Angelo Martino was hired to save ransomware victims from the BlackCat gang. He was working for BlackCat the whole time.
A Florida federal court sentenced Martino, 41, of Land O’Lakes, to 70 months for conspiracy to interfere with interstate commerce by extortion under the Hobbs Act, 18 U.S.C. § 1951, which carries a 20-year maximum. He pleaded guilty in April to a one-count information; the Justice Department announced the sentence this week.

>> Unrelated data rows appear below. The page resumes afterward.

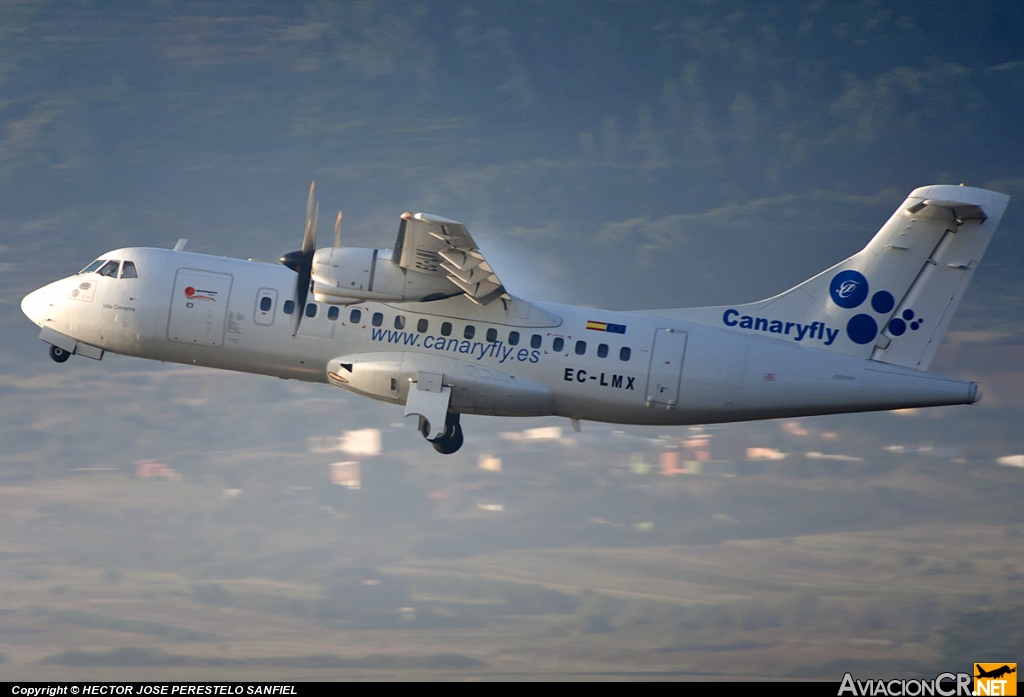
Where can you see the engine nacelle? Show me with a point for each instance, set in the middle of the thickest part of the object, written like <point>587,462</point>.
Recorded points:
<point>475,389</point>
<point>343,275</point>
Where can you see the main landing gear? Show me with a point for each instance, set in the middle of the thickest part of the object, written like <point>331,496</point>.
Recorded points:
<point>451,440</point>
<point>58,354</point>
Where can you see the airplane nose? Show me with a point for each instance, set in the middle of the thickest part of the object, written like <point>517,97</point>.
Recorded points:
<point>34,306</point>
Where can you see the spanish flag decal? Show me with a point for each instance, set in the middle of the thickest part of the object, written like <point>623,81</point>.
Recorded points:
<point>606,327</point>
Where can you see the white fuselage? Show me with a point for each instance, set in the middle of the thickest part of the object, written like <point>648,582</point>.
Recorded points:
<point>206,310</point>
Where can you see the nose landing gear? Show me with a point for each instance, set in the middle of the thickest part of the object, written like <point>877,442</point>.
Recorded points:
<point>58,354</point>
<point>451,440</point>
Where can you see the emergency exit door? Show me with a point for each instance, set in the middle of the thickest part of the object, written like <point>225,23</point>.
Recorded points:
<point>199,307</point>
<point>666,367</point>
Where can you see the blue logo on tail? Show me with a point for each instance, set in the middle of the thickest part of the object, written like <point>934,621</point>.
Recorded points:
<point>849,289</point>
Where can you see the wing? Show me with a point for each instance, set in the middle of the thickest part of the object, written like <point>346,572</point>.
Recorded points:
<point>443,248</point>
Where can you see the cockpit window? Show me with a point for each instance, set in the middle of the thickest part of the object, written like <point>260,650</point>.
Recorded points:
<point>110,268</point>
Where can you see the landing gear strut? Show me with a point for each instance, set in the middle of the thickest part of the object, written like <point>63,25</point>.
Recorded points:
<point>58,354</point>
<point>451,440</point>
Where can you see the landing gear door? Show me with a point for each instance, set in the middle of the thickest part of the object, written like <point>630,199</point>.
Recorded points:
<point>666,367</point>
<point>199,307</point>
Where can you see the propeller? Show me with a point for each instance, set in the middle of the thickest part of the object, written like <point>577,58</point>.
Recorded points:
<point>302,261</point>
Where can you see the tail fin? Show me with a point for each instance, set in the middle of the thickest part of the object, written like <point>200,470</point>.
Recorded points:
<point>893,300</point>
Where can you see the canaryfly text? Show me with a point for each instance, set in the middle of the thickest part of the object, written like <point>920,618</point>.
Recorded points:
<point>476,349</point>
<point>816,330</point>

Martino worked as a ransomware negotiator for DigitalMint, brought in by client companies to talk down BlackCat’s ransom demands. Starting in April 2023, he opened a side channel through Tox messenger and an “intermediary chat” tab hidden inside the BlackCat affiliate panel, feeding attackers his own clients’ insurance policy limits and negotiating strategy, without the clients or DigitalMint knowing. He took a cut of the ransom in crypto for every deal he sabotaged.
By May 2023 he’d gotten BlackCat affiliate access himself and brought in two more cybersecurity insiders, Kevin Martin and Ryan Goldberg, to deploy the ransomware directly against new victims. Both got 48 months.
The industry’s entire pitch rests on victims trusting a negotiator with their insurance limits mid-crisis. That trust model just took its biggest hit yet.
DigitalMint says it fired Martino and cooperated with the FBI once notified.